Verrohte Bürgerlichkeit

2023-10-04T07:06:17+02:0004.10.23, 7:05 |Kategorien: Gesellschaft|Tags: , |

Die politische Fettnäpfchen-Tour von Karl Nehammer ist nicht nur seiner Unbeholfenheit zuzuschreiben, sondern verweist auf eine gesellschaftliche Entwicklung. Dazu mein Kommentar in den Vorarlberger Nachrichten unter dem Titel „Verrohte Bürgerlichkeit“. Hier zum Nachlesen:

Der österreichische Bundeskanzler und seine ÖVP haben derzeit keinen guten Lauf. Ein fälschlich abgeschicktes Email offenbarte am Montag konkrete Pläne für einen parlamentarischen Untersuchungsausschuss gegen FPÖ, SPÖ und sogar den eigenen Koalitionspartner. Für die Politologin Kathrin Stainer-Hämmerle wäre das ein klarer Koalitionsbruch.

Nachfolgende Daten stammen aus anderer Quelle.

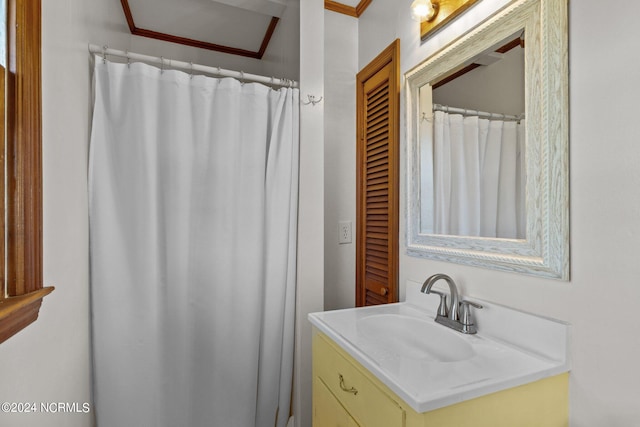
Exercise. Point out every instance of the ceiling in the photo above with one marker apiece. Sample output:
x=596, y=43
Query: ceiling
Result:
x=237, y=27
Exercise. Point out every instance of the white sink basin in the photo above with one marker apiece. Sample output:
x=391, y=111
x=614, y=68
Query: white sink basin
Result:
x=413, y=338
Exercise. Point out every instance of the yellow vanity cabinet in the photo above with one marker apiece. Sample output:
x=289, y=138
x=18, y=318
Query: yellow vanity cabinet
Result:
x=346, y=394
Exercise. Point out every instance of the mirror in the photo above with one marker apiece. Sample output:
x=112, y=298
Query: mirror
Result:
x=488, y=173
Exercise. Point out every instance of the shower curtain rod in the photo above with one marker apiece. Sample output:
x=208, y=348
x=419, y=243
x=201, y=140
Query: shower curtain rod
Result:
x=482, y=114
x=191, y=67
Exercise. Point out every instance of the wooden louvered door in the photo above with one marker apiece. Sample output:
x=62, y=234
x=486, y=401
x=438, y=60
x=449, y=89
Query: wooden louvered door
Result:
x=378, y=99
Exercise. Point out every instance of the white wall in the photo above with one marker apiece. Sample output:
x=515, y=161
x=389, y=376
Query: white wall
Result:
x=56, y=349
x=601, y=298
x=341, y=67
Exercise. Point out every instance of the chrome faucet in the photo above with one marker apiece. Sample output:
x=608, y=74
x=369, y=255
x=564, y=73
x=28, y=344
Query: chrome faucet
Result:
x=451, y=316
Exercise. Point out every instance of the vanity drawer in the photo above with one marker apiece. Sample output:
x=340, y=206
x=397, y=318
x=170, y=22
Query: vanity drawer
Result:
x=367, y=404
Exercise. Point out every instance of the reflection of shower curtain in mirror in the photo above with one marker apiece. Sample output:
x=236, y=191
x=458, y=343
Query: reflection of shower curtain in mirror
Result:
x=479, y=176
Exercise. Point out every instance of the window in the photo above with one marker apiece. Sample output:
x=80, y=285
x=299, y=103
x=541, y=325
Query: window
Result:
x=21, y=160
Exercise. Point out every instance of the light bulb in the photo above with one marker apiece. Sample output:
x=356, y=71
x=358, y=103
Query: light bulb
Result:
x=422, y=10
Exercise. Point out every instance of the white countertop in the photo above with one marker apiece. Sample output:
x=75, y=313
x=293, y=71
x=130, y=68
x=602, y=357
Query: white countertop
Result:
x=511, y=348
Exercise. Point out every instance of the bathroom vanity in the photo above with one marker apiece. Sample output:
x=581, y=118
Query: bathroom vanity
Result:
x=392, y=365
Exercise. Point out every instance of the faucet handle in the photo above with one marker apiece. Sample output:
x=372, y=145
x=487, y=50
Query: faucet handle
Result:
x=465, y=317
x=442, y=308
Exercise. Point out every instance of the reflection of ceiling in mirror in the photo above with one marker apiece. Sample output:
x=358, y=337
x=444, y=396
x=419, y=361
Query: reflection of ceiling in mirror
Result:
x=494, y=82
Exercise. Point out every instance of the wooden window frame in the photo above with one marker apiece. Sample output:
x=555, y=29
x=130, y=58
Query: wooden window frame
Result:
x=21, y=240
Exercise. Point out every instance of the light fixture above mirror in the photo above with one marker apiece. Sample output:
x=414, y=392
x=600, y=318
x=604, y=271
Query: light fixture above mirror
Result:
x=433, y=15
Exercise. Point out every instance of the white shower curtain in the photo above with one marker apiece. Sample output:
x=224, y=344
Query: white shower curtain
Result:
x=479, y=176
x=193, y=204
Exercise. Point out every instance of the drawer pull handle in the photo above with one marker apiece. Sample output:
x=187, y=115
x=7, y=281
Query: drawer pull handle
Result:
x=344, y=387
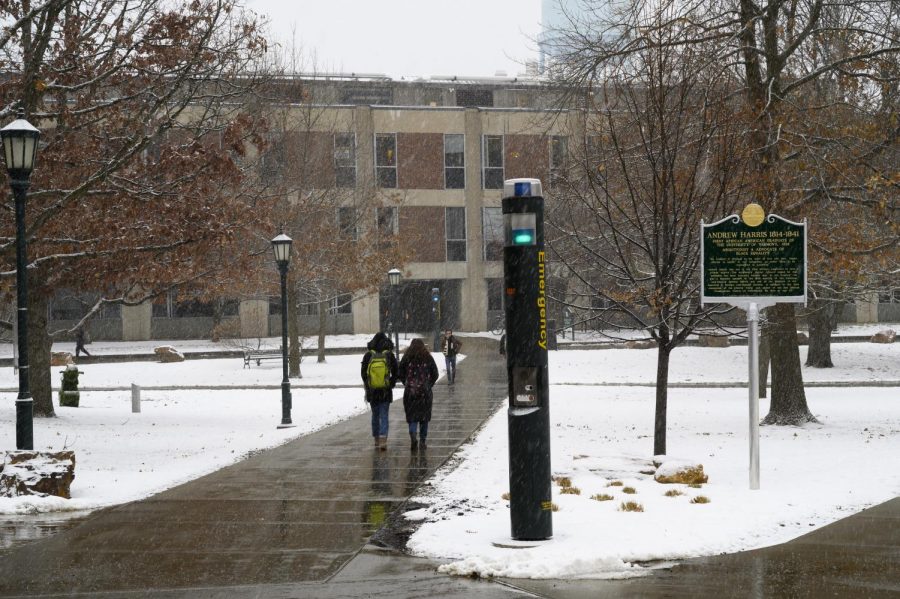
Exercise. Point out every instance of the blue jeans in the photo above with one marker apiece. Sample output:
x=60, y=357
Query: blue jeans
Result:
x=450, y=361
x=422, y=426
x=380, y=418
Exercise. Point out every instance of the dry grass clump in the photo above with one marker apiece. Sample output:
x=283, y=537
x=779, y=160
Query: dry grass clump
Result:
x=602, y=497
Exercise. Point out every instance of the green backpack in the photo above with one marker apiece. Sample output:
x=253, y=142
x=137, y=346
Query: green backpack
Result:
x=378, y=372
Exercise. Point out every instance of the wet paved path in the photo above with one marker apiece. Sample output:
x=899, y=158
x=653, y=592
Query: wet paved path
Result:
x=296, y=513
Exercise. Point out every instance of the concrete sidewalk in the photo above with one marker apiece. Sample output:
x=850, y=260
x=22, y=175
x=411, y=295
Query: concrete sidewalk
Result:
x=291, y=515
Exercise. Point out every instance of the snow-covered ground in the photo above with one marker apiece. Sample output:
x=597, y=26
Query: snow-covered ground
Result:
x=179, y=435
x=199, y=345
x=810, y=475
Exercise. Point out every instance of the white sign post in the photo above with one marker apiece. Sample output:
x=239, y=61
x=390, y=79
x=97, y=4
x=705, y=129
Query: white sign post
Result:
x=752, y=262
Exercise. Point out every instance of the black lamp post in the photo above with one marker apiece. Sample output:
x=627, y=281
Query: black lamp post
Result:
x=394, y=279
x=281, y=245
x=19, y=146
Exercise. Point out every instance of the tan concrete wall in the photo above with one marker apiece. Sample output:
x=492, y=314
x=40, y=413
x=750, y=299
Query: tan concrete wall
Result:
x=435, y=270
x=365, y=314
x=136, y=322
x=473, y=300
x=867, y=309
x=424, y=120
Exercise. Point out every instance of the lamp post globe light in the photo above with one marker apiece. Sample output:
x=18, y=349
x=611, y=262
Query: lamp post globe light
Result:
x=20, y=140
x=394, y=280
x=281, y=246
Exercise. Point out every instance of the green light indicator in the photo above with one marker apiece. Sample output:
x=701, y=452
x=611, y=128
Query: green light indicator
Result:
x=523, y=238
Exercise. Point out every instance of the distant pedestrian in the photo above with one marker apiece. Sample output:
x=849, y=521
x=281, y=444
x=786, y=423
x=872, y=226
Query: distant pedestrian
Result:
x=80, y=338
x=379, y=374
x=419, y=374
x=450, y=347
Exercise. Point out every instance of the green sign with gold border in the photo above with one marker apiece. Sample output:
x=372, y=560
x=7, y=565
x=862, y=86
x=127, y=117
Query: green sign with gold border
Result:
x=753, y=258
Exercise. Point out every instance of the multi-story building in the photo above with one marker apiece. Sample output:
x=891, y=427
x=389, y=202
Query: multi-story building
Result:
x=443, y=147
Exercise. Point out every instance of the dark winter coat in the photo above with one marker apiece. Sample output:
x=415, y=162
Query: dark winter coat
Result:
x=418, y=409
x=379, y=343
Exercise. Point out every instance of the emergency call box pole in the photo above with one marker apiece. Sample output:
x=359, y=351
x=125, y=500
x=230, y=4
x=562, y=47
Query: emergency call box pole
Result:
x=436, y=318
x=525, y=286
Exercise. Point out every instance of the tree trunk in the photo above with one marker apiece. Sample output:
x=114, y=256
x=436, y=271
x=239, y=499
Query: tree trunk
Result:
x=323, y=320
x=39, y=346
x=788, y=405
x=765, y=358
x=293, y=342
x=821, y=316
x=662, y=390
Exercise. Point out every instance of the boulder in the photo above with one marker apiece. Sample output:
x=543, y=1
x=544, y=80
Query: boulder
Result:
x=167, y=353
x=649, y=344
x=37, y=473
x=680, y=471
x=885, y=336
x=61, y=358
x=713, y=341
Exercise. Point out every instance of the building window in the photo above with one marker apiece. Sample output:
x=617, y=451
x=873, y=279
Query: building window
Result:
x=386, y=221
x=345, y=159
x=434, y=97
x=347, y=222
x=495, y=294
x=474, y=97
x=192, y=308
x=559, y=149
x=492, y=233
x=162, y=306
x=386, y=160
x=492, y=161
x=342, y=304
x=275, y=305
x=273, y=158
x=454, y=161
x=456, y=234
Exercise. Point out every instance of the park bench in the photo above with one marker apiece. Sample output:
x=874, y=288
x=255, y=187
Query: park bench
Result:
x=258, y=355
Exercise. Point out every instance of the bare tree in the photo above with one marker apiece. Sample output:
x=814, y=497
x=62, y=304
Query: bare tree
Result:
x=141, y=181
x=773, y=51
x=658, y=151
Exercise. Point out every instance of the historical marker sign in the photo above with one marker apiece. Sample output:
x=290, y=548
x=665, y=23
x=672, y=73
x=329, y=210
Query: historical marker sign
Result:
x=753, y=258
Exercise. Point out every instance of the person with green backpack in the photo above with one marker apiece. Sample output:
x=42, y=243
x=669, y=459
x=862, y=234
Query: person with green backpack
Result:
x=379, y=374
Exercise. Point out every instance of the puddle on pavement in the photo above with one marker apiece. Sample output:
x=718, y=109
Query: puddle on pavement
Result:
x=20, y=529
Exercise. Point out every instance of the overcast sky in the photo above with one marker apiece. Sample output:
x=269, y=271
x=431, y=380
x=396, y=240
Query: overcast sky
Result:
x=408, y=37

In den Tagen davor haben das „Hamburger-Video“ und die herablassende Kommentierung der Forderung nach mehr Kinderbetreuungseinrichtungen für Aufregung gesorgt. Der ÖVP-Obmann scheint inzwischen regelrecht auf einer „Fettnäpfchen-Tour“ zu sein. Zudem beanstanden immer mehr politische Beobachter die Empathielosigkeit seiner einst christlichsozialen Partei gegenüber sozial Schwachen.

„Anstandslose“ ÖVP

Der ehemalige Caritas-Präsident Franz Küberl diagnostizierte zuletzt, die ÖVP habe in sozialer Hinsicht „jedes Gespür“ verloren. Noch schärfer geht der aus Bregenz stammende Publizist und „Falter“-Herausgeber Armin Thurnher in seinem Buch „Anstandslos“ mit der ÖVP ins Gericht: „Wann und wo genau verloren die ihre Würde? Als sie mit den Rechtsextremisten der FPÖ koalierten? Als jene türkise Gang, die Sebastian Kurz ins Kanzleramt schummelte, weder Umfragebetrug noch Medienkorruption scheute?“

Der Zustand der ÖVP aber ist nur ein Symptom für die zunehmende „Verrohung“ der ganzen Gesellschaft. Sie zeigt sich etwa in der achselzuckenden Teilnahmslosigkeit, wenn wieder hunderte Menschen im Mittelmeer ertrinken oder tausende nach Erdbeben oder Überschwemmungen irgendwo in einem fernen Land sterben.

Viele Länder betroffen

Der Begriff „verrohte Bürgerlichkeit“ kennzeichnet seit einigen Jahren diese Entwicklung einer zunehmend egoistischen, intoleranten und rücksichtsloser werdenden Gesellschaft. Und sie ist nicht nur bei Konservativen oder Rechten zu beobachten, sondern zunehmend auch bei gut situierten Linken.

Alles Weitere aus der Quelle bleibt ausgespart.